Convert CSV to complex JSON data using NiFi – Part 2

In this article, we are going to see the NiFi flow that converts CSV format data to complex JSON format data. What is complex JSON format? In our previous article, we have seen converting data from CSV to flat JSON format i.e. with out any nested documents.
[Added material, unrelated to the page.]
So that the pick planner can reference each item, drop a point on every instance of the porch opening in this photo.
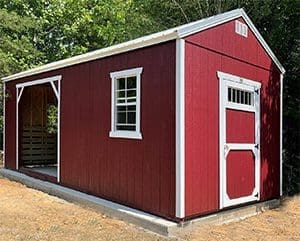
(38, 128)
Here we are going to create final JSON document with nested fields/documents and this we call it complex JSON format data.

Data Sample

I am using Biodiversity by County – Distribution of Animals, Plants and Natural Communities data collected by the NYS Department of Environmental Conservation (DEC) and available in their website data.ny.gov.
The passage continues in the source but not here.